It’s September, which means prospects galore are being called up to The Show. Rather than bombard our loyal readers with Now Pitching For post after Now Pitching For post, I made the executive decision to run a 4-for-1 special.
(Don’t tell anybody, but despite the title, one of these guys is a position player. I’m a rebel.)
***Twenty-year-old Jenrry Mejia is already a major league veteran, appearing in 27.2 innings over 30 games before being sent to Double-A Binghamton to stretch out as a starter. He did okay for himself in the Eastern League, I guess – 2-0, 1.32 ERA, 26 strikeouts in 27.1 innings. Eh, not bad. His performance there led to a promotion to Triple-A Buffalo, where he made just one start – eight innings, one run, five hits, one walk, nine strikeouts – before punching his ticket back to the majors.
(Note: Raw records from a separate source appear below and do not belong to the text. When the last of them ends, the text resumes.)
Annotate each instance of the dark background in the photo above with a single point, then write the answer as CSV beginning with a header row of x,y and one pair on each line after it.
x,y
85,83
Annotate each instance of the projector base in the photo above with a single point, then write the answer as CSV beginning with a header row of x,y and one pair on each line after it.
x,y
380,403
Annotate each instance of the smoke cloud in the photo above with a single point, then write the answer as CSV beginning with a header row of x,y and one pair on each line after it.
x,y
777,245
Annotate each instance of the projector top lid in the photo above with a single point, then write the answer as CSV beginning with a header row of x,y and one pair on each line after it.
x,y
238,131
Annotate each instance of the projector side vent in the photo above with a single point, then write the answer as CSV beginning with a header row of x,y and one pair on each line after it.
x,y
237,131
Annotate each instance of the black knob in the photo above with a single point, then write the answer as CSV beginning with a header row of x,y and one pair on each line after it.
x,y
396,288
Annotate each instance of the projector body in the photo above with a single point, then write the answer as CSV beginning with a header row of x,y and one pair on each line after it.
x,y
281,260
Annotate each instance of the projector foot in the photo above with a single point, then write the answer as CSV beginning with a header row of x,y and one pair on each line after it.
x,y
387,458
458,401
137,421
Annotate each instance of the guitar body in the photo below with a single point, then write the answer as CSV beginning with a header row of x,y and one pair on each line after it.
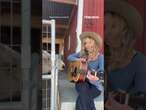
x,y
77,71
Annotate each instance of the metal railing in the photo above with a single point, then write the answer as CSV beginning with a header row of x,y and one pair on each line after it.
x,y
54,71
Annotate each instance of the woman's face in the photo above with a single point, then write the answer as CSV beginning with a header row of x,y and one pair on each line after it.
x,y
113,30
88,44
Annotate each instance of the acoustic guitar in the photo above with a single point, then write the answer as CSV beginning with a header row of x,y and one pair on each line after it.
x,y
77,71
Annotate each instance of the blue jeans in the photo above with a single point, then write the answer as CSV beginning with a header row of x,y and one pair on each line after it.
x,y
86,94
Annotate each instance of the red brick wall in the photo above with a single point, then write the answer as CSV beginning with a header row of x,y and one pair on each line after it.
x,y
140,6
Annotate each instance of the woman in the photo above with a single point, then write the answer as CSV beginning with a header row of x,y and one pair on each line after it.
x,y
125,67
88,90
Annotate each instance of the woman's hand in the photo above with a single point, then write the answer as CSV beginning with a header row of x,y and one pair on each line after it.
x,y
112,104
91,77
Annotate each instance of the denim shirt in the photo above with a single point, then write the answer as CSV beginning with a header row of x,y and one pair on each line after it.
x,y
97,65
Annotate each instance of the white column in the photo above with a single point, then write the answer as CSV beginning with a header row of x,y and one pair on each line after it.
x,y
79,23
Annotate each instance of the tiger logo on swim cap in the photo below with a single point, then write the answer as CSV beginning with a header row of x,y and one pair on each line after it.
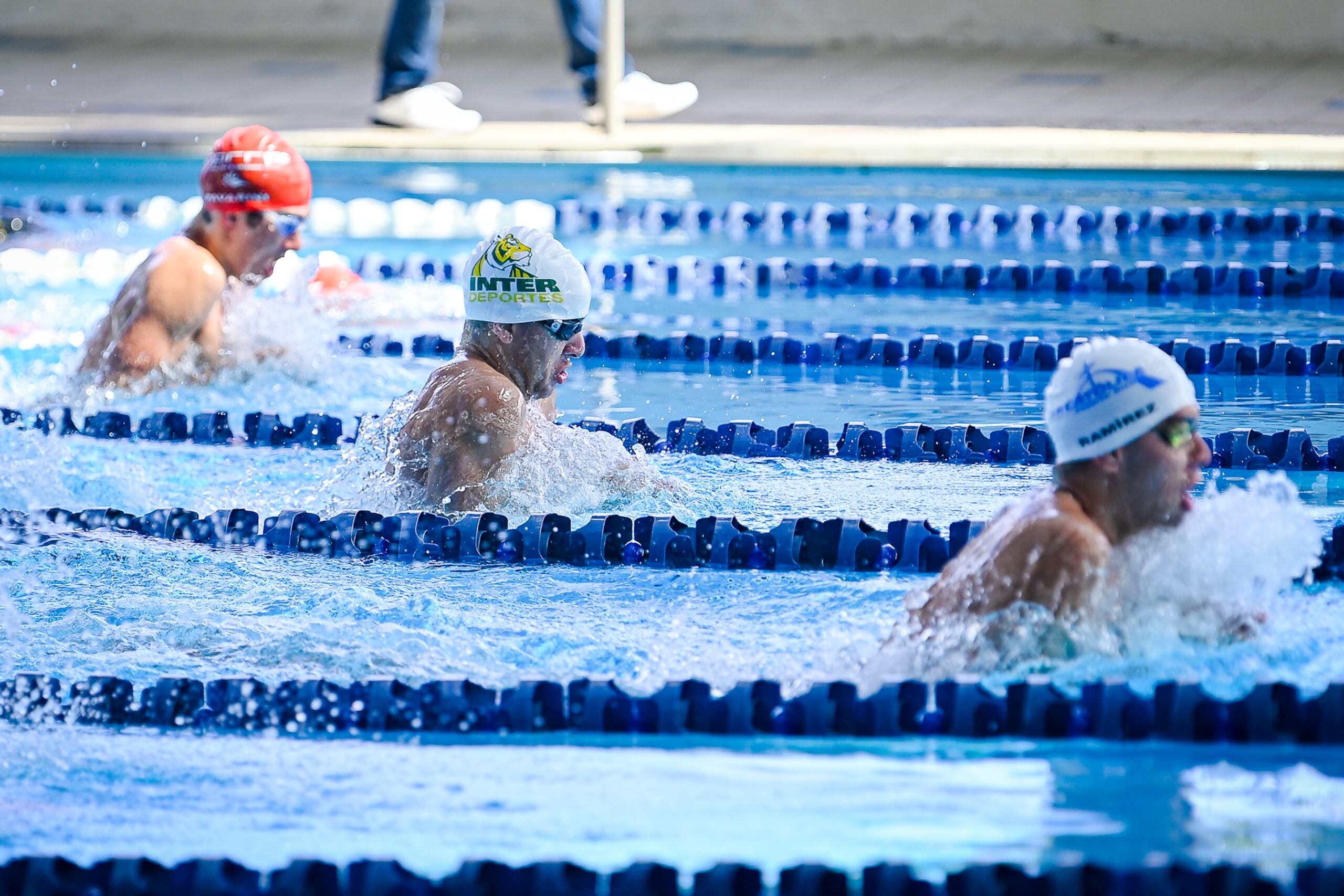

***The Reds are plenty exciting already this season, with youngsters Joey Votto, Jay Bruce, Mike Leake, Drew Stubbs, Johnny Cueto, Travis Wood, Homer Bailey, and others, contributing to the team’s increasingly dreamy season. Yonder Alonso gives them one more piece for the future. The 23-year-old Cuban hit .290 with 15 homeruns and 69 RBI between Double-A Carolina and Triple-A Louisville to earn a promotion to the pennant racing big league club. He made his major league debut yesterday, pinch-hitting for Brandon Phillips and grounding out in the seventh inning of a 6-1 Reds win.
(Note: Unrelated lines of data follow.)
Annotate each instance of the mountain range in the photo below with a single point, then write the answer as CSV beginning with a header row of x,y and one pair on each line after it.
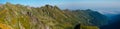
x,y
18,16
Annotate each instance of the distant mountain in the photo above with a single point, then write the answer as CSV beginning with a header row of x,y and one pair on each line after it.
x,y
47,17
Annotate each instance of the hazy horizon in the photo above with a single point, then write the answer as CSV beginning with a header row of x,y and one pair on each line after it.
x,y
102,6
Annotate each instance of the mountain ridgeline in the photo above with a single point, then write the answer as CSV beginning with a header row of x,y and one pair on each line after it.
x,y
48,17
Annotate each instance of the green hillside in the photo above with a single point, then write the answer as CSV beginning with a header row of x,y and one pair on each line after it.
x,y
46,17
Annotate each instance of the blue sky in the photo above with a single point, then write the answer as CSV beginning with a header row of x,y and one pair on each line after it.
x,y
102,6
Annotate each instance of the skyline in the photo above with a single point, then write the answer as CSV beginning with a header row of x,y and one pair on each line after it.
x,y
102,6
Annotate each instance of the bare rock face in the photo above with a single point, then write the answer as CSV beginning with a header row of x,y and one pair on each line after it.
x,y
45,17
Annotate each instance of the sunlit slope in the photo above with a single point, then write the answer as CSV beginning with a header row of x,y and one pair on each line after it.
x,y
45,17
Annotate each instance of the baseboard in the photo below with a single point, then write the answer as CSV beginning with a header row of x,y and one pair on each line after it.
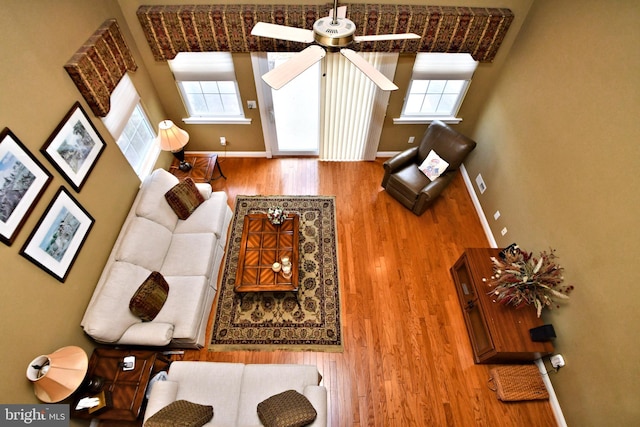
x,y
553,399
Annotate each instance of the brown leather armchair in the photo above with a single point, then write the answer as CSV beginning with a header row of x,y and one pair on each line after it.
x,y
406,183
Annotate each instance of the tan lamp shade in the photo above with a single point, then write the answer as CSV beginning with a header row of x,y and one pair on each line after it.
x,y
57,375
171,137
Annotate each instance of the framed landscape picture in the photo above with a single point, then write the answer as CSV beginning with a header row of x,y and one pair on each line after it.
x,y
74,147
23,179
56,241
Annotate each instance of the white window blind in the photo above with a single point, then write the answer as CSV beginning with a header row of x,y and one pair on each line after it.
x,y
203,66
444,66
354,108
124,99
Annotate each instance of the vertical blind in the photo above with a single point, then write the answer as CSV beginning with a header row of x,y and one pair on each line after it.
x,y
353,108
124,99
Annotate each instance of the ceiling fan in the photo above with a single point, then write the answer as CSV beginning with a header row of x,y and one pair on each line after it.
x,y
333,32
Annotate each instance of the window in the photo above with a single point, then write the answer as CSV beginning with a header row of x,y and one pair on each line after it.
x,y
208,86
130,127
438,86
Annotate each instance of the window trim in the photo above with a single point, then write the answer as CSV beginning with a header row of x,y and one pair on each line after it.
x,y
439,66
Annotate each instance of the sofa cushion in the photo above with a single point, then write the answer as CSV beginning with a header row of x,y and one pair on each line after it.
x,y
189,255
109,316
433,166
145,244
211,383
184,307
208,218
149,298
261,381
286,409
152,204
181,413
184,198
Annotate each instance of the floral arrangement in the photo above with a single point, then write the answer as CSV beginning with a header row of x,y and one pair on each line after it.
x,y
520,279
276,215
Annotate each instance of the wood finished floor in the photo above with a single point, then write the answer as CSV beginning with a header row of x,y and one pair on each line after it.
x,y
407,358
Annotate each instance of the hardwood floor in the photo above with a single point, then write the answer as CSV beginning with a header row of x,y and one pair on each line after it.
x,y
407,358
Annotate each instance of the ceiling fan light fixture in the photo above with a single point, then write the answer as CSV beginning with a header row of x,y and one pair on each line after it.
x,y
330,33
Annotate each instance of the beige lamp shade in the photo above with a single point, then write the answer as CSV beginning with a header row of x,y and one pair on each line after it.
x,y
57,375
171,137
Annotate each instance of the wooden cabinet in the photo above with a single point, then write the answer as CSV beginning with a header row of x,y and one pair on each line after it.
x,y
498,333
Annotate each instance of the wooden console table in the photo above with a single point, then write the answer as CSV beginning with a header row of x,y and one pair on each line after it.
x,y
126,388
498,333
204,165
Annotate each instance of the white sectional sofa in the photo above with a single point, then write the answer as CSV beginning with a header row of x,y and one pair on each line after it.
x,y
235,389
188,254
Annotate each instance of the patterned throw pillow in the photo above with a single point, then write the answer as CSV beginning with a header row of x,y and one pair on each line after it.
x,y
184,198
181,413
287,409
150,297
433,165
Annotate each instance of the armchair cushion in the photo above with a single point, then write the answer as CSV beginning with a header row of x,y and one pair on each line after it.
x,y
433,166
403,178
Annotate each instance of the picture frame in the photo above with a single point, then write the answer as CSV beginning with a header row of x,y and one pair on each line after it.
x,y
55,242
74,147
23,180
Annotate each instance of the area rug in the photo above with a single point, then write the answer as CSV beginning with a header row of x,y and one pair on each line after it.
x,y
275,320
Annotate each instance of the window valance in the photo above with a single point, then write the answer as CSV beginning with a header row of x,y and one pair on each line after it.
x,y
171,29
97,67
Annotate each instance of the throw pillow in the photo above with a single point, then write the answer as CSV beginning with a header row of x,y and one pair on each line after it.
x,y
287,409
181,413
433,165
147,301
184,198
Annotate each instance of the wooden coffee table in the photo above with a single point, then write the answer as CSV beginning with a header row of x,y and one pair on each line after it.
x,y
261,245
126,388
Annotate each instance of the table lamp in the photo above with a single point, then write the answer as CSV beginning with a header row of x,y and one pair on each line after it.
x,y
57,375
172,138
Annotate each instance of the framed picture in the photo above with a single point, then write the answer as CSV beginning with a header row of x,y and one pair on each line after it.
x,y
74,147
56,241
23,179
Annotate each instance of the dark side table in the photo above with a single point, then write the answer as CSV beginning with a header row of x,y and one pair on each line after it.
x,y
125,388
203,167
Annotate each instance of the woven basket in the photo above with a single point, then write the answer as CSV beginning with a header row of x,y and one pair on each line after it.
x,y
517,382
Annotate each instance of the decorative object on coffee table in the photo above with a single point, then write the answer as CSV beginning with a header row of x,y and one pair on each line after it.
x,y
276,215
276,320
521,279
172,138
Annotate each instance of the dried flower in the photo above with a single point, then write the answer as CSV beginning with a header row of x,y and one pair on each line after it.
x,y
520,279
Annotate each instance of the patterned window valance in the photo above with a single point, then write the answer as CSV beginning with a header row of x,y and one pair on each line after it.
x,y
97,67
171,29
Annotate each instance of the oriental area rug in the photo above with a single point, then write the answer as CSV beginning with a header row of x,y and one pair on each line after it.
x,y
276,320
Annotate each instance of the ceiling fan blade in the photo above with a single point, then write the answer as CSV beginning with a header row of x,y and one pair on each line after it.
x,y
384,37
342,12
369,70
282,32
283,74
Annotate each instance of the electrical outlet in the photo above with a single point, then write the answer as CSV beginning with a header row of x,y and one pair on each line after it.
x,y
481,185
557,361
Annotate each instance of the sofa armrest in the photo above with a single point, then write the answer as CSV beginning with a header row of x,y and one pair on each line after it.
x,y
148,333
317,395
204,189
162,394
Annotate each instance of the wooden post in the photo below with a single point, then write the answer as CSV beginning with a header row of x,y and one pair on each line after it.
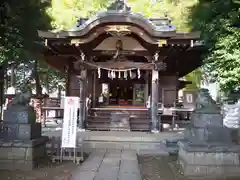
x,y
81,97
94,89
154,101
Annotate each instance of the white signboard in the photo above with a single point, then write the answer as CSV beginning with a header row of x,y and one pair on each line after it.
x,y
69,130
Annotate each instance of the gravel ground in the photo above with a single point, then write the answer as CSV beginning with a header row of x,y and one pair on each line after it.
x,y
52,171
161,168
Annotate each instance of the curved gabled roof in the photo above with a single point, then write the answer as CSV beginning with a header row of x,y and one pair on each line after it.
x,y
118,13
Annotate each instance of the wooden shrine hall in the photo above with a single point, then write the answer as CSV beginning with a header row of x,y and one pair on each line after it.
x,y
125,63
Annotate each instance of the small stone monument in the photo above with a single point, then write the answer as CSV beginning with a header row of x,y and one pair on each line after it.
x,y
21,145
208,150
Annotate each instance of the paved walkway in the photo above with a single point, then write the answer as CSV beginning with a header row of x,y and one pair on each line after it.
x,y
109,165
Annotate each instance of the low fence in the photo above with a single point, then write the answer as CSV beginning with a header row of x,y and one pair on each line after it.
x,y
56,153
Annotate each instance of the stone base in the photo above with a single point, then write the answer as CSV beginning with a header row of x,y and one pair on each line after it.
x,y
209,161
22,155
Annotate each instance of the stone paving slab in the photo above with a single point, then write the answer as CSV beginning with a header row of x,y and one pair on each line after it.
x,y
109,164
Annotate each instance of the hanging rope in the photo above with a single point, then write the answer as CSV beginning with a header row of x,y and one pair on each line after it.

***The very next inning after Alonso’s debut, Brewers reliever Jeremy Jeffress made his major league debut with a scoreless inning of relief (he allowed one hit, to Miguel Cairo, who was promptly erased on a double play). Jeffress is a talented young man who throws hard, but his career was almost derailed by two positive drug tests that severely dimmed his prospect star. The mere fact that he’s managed to control those problems and appear in the major leagues is very impressive and inspiring. I hope he keeps it up.
***Finally, the best thing about Aroldis Chapman’s promotion to Cincinnati was the headline that appeared on Red Reposter: “The Trembling Townspeople Stood in Silence as the Stranger Strode Confidently Through Town, Steely-Eyed and Stalk Straight. He was the Cubandolero, and He Had Come to Save Them.” The Cubandolero thing kills me, for some reason.
Anyway, Chapman gets multiple paragraphs here because his recent altercation with a radar gun (he made it work overtime by throwing a baseball 105 miles an hour) made his arrival in Cincinnati the most anticipated promotion this side of Stephen Strasburg. He was good in Louisville – 9-6, 3.57 ERA, 125 strikeouts in 95.2 innings – but took it to another level in the bullpen recently, throwing baseball as fast as anyone, ever. (If my math was right several years ago, Nolan Ryan’s best heat was somewhere in the 105-107 range – or, as it shall now be known, The Chapman Zone.)
Chapman’s arm might fall off someday from the exertion of throwing a ball that would be ticketed for reckless driving on any United States highway, but for now, he is the Cubandolero, a mythical figure that calls to mind the recent examples of Francisco Rodriguez, Joba Chamberlain, David Price, and other young men who arrived on the scene late and helped push an already good club to another level. I don’t blame Reds fans for being pumped.